When we speak about the philosophical approach to knowledge, SA comes out strongly telling us, the division we have made between philosophy and practical realization is a false division. We have a tendency to say philosophical thought is not practical, let's be pragmatic. …He goes to the basic definition of philosophy. He says we are talking about, what we have in India, darshana, the discovery of the basic truths of all existence, which could be the guiding principle of our own life.  Philosophical approach to knowledge is the most urgent, pragmatic and utilitarian approach. Here especially in this environment of Auroville, we don't want metaphysical analysis but a principle that can guide our life, that can dominate our life and take us into a future consciousness. …
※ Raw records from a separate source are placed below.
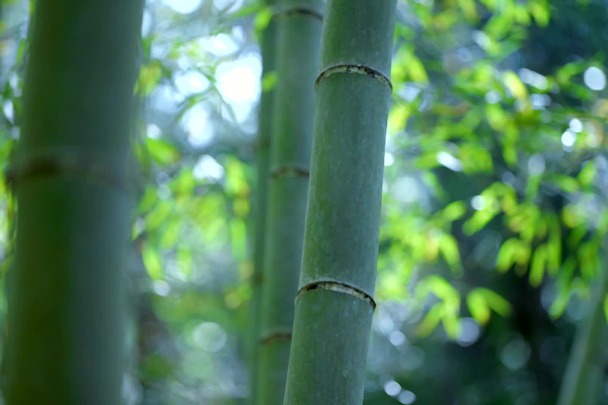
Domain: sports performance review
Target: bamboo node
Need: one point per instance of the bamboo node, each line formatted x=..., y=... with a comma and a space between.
x=73, y=162
x=300, y=10
x=289, y=171
x=339, y=287
x=356, y=69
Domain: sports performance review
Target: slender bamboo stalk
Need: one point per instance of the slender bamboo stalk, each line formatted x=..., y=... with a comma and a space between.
x=268, y=50
x=583, y=379
x=299, y=36
x=335, y=302
x=67, y=301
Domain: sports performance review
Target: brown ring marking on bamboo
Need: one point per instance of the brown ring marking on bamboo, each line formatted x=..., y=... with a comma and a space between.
x=289, y=170
x=339, y=287
x=300, y=10
x=274, y=336
x=357, y=69
x=72, y=162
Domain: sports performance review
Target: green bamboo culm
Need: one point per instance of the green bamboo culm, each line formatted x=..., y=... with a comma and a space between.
x=299, y=24
x=583, y=380
x=70, y=176
x=334, y=305
x=268, y=42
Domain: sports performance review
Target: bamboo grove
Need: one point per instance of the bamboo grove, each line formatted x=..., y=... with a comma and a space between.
x=303, y=202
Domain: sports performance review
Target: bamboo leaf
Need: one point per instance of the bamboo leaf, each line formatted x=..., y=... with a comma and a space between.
x=430, y=321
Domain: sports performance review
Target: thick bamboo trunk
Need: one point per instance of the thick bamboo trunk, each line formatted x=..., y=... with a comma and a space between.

Listen to the full audio presentation at:

http://www.universityofhumanunity.org/audio_philosopical_approach_ananda

 

The Psychological Approach to Knowledge - Matthijs (6/10)

 

We want to discuss knowledge today. Knowledge is a very intriguing subject. SA has said that all knowledge comes from within. In our daily life it looks as if knowledge comes from outside. We go somewhere to listen, we buy a newspaper, we try to get knowledge from outside. I would like to try to see how these different approaches to knowledge are related. I would like to see how one can make oneself believe that knowledge comes from inside and how we can increase the proportion of knowledge that actually comes from inside.

 

If knowledge comes from inside why do we think it comes from outside? According to Sankhya philosophy, it's because our consciousness identifies with our mind and our senses. We have in our brains an enormously complex machinery that takes things from outside and then constructs a kind of map of the outside world that helps us move round and do things. Western science is extremely active in trying to figure out how we do that. That whole apparatus makes some kind of image of the outer reality. And an exceedingly complex one… it is three dimensional, it has emotions attached to it, meaning, so an internal representation of the world somehow pops up – and our consciousness identifies with it. SA claims you can know even the most trivial outside things by going inside, indicating that this whole sensorial apparatus, the technical stuff we have inside our heads may not be the real essence of knowledge.

 

For the universe to work, every little bit of it must know every other. In each part there is all the knowledge of the universe. It is the intrinsic knowledge of how to be. …So each one of us has a limited subset of that huge amount of eternal knowledge appropriate to our station in the universal workings. We become what we are by concentrating on one specific thing at a time – by exclusive concentration. …Our main typical extra complexity is this huge brain that is inside that can make maps of the universe. …For the physicalists we are just brain states, we identify completely with our brain processes. Now the interesting part is where we can make our consciousness somewhat free from those processes. We can stand back and experience ourselves as a free consciousness. Then the brain and mind have nothing to do with who we really are. …In yoga this is called liberation, basically. …Anything that is, is also conscious. That deep knowledge by identity cannot be wrong. Knowledge by identity is self-awareness. Constructed knowledge by which we represent things outside is almost by definition necessarily wrong. The way to get to more reliable knowledge is to go inside. …If I concentrate on it I can know anything from inside because we are essentially one.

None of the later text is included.